William Dunlap could charm anyone, friends and family members say. A retired CEO of Campbell Mithun, once Minneapolis' largest advertising agency, Dunlap befriended everyone from CEOs of huge corporations to his employees at every level.
"He could converse with anyone, from a janitor to a billionaire," said his wife, JoAnne Pastel of Wayzata. "You could put him in any setting and he was able to relate and people loved him."
"When he was starting out at Campbell Mithun, he had pictures and names of everybody in the company and would memorize what people looked like and learn maybe one thing about them, just to get to know everybody," said daughter Brenda Dunlap of Minnetrista.
He dressed casually — "no socks, a ripped sweater and, like, a trucker's hat on his head," Brenda said. "He was down to earth — even after he had all this success in business he was not pretentious."
He "cared deeply for every employee at Campbell Mithun," said Steve Gordon of St.
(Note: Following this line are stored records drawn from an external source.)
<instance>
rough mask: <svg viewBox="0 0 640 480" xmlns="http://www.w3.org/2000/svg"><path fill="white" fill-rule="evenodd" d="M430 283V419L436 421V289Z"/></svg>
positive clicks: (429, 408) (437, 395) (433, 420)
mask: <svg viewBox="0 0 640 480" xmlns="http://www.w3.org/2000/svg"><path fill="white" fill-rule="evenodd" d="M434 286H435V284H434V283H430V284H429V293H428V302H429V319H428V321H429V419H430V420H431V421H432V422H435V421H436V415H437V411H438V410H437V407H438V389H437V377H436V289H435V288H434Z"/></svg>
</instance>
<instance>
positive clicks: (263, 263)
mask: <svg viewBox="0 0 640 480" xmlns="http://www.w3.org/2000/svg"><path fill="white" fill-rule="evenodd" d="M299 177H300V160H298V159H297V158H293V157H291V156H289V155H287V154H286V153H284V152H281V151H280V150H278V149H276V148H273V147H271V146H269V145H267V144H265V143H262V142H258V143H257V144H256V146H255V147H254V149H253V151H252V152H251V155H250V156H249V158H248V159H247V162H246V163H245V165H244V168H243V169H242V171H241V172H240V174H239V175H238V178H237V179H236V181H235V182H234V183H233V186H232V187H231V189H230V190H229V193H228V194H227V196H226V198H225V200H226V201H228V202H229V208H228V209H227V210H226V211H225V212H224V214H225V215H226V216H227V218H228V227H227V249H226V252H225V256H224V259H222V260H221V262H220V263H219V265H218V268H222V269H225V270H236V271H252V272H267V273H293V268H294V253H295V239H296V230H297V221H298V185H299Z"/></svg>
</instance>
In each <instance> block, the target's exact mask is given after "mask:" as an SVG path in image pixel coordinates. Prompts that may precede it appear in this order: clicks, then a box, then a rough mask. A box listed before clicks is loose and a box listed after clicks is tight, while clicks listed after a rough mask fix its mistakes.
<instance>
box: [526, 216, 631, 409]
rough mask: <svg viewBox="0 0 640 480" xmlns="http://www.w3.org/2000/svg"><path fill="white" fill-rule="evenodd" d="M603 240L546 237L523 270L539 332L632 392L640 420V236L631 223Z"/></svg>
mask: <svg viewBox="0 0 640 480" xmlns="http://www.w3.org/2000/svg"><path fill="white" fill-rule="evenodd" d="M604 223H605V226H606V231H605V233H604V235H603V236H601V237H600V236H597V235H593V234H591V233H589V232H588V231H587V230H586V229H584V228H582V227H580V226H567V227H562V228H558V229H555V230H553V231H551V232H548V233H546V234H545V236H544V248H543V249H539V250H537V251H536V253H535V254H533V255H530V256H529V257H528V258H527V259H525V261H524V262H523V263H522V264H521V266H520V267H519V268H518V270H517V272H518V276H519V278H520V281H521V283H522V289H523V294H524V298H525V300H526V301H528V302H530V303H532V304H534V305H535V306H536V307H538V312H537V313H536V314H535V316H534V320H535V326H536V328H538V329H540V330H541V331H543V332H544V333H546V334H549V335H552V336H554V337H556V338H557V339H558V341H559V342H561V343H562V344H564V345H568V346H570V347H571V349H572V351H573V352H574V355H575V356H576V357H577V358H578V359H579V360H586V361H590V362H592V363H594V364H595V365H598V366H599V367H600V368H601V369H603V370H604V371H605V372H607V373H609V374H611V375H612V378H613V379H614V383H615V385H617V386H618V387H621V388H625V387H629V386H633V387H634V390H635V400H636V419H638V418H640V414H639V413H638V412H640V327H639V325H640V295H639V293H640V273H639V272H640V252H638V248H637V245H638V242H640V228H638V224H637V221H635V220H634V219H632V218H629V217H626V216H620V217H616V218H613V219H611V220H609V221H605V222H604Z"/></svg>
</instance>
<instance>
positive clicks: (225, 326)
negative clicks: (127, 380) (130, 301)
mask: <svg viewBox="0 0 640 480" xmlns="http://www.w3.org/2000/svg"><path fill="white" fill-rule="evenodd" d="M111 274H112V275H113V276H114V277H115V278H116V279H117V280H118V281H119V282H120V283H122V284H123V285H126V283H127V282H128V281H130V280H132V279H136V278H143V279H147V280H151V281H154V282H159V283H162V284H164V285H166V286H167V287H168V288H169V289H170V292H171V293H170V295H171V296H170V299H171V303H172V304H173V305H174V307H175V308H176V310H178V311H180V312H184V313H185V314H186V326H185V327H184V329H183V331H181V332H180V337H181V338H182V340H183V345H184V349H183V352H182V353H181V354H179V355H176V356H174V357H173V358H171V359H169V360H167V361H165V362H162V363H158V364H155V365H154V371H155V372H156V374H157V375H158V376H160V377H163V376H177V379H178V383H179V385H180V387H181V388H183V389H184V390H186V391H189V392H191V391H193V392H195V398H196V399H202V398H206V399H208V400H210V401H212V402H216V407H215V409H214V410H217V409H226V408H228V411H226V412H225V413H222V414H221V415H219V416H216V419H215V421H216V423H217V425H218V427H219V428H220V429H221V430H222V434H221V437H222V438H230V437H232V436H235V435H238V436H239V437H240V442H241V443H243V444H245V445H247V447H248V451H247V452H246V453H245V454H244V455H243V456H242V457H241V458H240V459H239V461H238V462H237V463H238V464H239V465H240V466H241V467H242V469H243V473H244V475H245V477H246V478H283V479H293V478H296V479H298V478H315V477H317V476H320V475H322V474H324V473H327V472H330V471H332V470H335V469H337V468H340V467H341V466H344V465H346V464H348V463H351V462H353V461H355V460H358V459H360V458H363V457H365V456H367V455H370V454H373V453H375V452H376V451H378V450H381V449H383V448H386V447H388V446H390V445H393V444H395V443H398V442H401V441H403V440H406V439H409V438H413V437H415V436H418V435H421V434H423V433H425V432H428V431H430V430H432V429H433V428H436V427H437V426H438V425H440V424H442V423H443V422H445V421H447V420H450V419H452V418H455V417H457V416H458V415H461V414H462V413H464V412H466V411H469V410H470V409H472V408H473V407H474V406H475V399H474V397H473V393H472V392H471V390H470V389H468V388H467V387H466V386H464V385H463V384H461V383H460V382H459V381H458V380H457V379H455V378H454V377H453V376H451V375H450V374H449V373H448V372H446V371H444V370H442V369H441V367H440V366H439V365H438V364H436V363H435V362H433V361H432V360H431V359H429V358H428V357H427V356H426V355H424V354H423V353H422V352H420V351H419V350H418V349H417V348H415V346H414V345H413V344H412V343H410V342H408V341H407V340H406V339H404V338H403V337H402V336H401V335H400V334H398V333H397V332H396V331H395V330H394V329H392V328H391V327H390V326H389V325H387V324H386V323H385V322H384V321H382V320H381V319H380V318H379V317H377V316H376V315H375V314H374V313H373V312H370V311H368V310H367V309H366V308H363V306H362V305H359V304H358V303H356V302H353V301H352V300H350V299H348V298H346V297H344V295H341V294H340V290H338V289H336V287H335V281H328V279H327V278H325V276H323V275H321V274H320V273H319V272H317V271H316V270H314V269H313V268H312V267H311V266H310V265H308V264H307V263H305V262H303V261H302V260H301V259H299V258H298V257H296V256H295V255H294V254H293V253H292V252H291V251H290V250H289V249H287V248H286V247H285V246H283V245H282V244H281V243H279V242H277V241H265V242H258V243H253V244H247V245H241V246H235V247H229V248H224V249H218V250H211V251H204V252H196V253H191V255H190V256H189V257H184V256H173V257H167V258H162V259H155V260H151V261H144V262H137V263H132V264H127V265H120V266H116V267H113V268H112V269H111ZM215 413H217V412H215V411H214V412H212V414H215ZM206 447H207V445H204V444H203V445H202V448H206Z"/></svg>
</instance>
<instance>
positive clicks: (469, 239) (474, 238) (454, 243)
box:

Louis Park, who worked with Dunlap at the agency for more than 30 years. "He'd be down in the mailroom every other day to talk to the guy who delivered the mail, the guy who moved the furniture."
Dunlap died of kidney disease on Jan. 8, in a hospital and surrounded by family. He was 83.
He grew up in Austin, Minn., and attended Carleton College in Northfield, Minn., where he majored in political science and worked at the post office. He married his first wife, Lois-Mary Apple Dunlap, in 1965. They later divorced and he married Pastel.
He graduated in 1960 and took a job as a marketing and sales executive at Procter & Gamble in Cincinnati. In 1968, he was recruited by the United States Postal Service to serve as an assistant postmaster general. He designed several iconic postage stamps, including one featuring astronaut Neil Armstrong stepping onto the moon.